Мы набрали подносы еды и сели за столик у окна. Хорошо быть молодым, здоровым, и советским студентом. Завтра Соня приезжает, надо сводить её в ресторан. Или в театр. Или и туда и туда. Девочка же нигде не была. Я бы её и приодел и никуда от себя не отпускал. Только она ведь против будет. Но я всё равно её добьюсь. Очень мне рядом с ней хорошо.

— Саня! Алло, гараж! — пощёлкал Лёха пальцами у меня перед лицом.

— Чего орёшь? Я не глухой.

— Правда? А почему тогда не отвечаешь?

— Задумался.

— Замечтался скорее. Зазнобу свою вспоминаешь? — подколол Лёха.

— С чего ты взял?

— Видел бы ты себя со стороны, — фыркнул он. — Ромео. Смотри, увязнешь.

— Разберусь без сопливых.

— Ладно-ладно. Так как думаешь, этот Скретнёв нам поверил?

— Думаю да. Почему нет? Лучший способ соврать — сказать правду.

— А если он в деканат обращался, так нам ещё навешают на учёбе?

— А за что нам вешать? Мы благодарность от участкового получили? Получили. А то что там взорвалось что-то, так разве мы виноваты? Оно и без нас когда-нибудь рвануло бы. Так что получается мы дважды спасли этого алкаша. Ещё сходим навестить, так вообще со всех сторон молодцы будем.

— Всё-таки пойдём?

— Нотки обречённости и недовольства слышу я.

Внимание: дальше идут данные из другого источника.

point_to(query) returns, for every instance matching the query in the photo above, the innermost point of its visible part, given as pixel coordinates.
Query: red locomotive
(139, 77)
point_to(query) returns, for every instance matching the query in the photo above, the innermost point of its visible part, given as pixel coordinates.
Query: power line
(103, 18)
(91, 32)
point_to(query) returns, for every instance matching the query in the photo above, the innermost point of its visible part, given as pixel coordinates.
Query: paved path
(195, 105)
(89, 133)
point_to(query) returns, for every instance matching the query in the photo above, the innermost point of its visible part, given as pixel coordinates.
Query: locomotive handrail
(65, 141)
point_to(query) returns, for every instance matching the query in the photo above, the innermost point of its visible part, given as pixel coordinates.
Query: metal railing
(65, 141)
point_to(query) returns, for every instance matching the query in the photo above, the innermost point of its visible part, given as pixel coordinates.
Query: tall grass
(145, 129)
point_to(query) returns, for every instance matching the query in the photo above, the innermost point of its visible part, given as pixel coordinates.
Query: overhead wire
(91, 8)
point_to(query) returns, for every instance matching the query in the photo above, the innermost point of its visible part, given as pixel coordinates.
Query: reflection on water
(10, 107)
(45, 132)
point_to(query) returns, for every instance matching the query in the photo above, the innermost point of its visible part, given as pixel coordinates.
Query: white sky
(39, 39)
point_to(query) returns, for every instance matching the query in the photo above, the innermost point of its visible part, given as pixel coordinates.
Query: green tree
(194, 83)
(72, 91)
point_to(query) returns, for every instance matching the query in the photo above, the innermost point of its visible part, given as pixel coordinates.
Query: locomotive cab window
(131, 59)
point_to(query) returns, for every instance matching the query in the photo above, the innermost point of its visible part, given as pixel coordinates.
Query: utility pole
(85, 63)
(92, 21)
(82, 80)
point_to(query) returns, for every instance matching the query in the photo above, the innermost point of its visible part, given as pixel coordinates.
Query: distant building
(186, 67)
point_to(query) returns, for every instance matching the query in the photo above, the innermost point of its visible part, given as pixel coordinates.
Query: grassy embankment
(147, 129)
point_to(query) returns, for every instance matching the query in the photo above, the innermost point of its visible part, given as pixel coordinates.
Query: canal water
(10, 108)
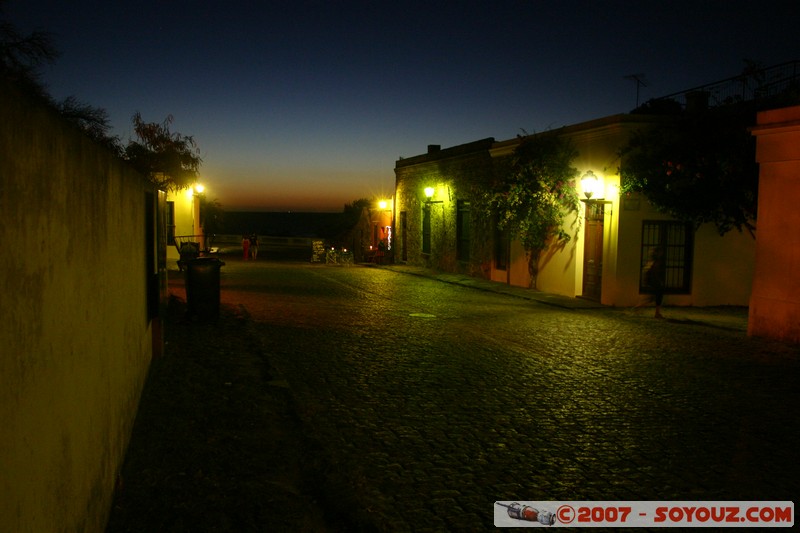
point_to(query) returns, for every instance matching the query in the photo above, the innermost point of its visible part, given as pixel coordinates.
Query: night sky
(306, 106)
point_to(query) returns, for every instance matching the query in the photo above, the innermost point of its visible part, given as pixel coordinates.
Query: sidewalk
(724, 317)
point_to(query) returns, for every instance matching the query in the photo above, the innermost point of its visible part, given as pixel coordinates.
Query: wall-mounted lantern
(590, 184)
(429, 192)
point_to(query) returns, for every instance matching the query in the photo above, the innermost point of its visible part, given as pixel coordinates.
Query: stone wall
(74, 323)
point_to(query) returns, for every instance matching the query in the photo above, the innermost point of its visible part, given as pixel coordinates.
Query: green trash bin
(202, 287)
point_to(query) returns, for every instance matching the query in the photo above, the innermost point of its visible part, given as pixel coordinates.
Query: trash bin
(202, 287)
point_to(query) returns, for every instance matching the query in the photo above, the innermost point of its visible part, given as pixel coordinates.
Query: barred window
(426, 229)
(673, 241)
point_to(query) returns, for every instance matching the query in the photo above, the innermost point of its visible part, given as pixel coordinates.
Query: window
(462, 230)
(426, 229)
(170, 223)
(674, 241)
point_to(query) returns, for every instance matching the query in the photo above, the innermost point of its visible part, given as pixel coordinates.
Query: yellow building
(183, 222)
(440, 225)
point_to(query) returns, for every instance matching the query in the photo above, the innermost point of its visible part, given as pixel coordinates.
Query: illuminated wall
(186, 212)
(775, 303)
(722, 266)
(76, 337)
(454, 174)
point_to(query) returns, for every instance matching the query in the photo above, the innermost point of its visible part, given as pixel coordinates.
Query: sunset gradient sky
(306, 105)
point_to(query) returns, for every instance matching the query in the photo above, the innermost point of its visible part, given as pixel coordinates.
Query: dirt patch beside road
(216, 444)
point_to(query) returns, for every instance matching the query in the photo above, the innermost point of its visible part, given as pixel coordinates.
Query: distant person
(254, 246)
(246, 247)
(654, 273)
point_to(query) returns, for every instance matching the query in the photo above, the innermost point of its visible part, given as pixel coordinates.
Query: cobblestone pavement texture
(429, 401)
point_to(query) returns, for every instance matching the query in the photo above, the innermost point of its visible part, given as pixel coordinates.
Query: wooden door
(593, 251)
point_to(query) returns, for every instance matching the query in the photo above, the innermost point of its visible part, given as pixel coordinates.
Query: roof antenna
(641, 81)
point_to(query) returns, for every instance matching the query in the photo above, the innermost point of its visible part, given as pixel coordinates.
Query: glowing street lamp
(590, 184)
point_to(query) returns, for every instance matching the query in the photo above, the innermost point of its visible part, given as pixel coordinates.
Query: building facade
(449, 229)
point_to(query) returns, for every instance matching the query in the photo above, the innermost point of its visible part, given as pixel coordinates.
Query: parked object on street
(202, 287)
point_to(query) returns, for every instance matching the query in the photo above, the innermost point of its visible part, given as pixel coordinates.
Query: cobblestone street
(431, 400)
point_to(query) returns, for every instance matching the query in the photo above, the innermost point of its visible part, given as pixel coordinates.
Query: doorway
(593, 251)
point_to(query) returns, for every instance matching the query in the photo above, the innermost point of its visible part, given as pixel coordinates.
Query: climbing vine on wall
(534, 195)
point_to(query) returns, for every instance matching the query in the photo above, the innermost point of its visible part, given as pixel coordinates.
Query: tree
(168, 159)
(94, 121)
(535, 194)
(21, 56)
(697, 168)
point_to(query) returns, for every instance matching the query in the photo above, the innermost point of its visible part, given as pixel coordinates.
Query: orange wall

Сознайся, тебе просто не хочется к этому бомжу идти.

— Можно подумать, тебе хочется.

— И мне не хочется. Но я хочу на него посмотреть. Может быть, он окажется нам полезен.

— Серьёзно? Чем? Думаешь, он про золото за наличником знал?

— Нет конечно. Но он местный, и наверняка многих соседей знает. А я мыслю, что надо по окрестностям пошарить. Глядишь, и ещё чего полезного найдём.

— Слушай, а зачем нам искать ещё золото, если мы и это сдавать не собираемся?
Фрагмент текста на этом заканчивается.